The word of which ‘data’ is purportedly the plural has simply disappeared; this means two things. Firstly, passively, it creates a linguistic space into which ‘data’ can drop – there is no ambiguity in using ‘data’ in a singular sense. Secondly, and more importantly, if ‘datum’ has effectively disappeared, it tells us that ‘data’ cannot be simply its plural; unanchored, it has moved away from this simply derived meaning, to a distinct and independent meaning of its own. It has accordingly accreted usage rules of its own, unencumbered by any latin past.

‘Data’ no longer means just one (damn) datum after another. Twentieth-century ‘data’ refers to a mass of raw information, which we measure rather than count, and this is as true now as it was when the word made its 1646 debut. This universal perception of data as measured rather than counted puts the word firmly and unambiguously in the same grammatical category as ‘coal’, ‘wheat’ and ‘ore’, which is that of the mass, or aggregate, noun. As such, it is always and unavoidably grammatically singular. We would never ask ‘how many wheat do you have?’ or say that ‘the ore are in the train’ if we wished to be thought a competent speaker of english; in the same way, and to the same extent, we may not ask ‘how many data do you have?’ or say ‘the data are in the file’ without committing a grammatical error.

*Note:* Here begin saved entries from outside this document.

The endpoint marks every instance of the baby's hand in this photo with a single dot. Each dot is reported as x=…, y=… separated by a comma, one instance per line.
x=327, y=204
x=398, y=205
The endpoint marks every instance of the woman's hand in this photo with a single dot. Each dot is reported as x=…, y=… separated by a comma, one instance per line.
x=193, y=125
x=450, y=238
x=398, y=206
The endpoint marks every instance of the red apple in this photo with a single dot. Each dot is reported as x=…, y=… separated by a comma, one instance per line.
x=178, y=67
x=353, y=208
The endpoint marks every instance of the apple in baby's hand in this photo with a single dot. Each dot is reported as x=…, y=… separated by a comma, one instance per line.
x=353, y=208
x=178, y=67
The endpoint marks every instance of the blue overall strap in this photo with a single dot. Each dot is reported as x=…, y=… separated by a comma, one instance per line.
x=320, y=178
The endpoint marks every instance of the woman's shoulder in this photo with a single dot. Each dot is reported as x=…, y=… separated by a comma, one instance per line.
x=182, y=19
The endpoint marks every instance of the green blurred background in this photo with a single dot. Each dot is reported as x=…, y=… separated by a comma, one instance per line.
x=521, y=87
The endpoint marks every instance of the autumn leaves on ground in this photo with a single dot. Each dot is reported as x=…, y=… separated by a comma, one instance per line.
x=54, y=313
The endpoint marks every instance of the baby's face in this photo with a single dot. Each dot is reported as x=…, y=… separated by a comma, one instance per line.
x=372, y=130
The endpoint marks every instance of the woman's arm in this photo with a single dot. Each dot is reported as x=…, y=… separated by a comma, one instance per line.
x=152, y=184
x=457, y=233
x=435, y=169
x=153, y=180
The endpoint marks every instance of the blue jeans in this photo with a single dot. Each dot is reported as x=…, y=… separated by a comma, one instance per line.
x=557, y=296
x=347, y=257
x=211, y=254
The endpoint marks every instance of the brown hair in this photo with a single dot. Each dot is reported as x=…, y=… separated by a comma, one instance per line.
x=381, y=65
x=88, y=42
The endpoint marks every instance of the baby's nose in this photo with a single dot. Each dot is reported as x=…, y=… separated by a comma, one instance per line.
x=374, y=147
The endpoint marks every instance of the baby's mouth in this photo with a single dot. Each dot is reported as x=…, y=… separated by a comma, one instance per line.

Is any clarity lost by treating the word “data” as a collective singular, other than to native speakers of Latin? (Of which there are none.)

There is no benefit to ensuring the singular/plural agreement of word roots that couldn’t be accomplished more simply by feeding Bill Safire a couple of Xanax every morning. Grammatical prescriptivism, untethered from a desire for clarity, is merely a mechanism to strictly maintain class distinctions.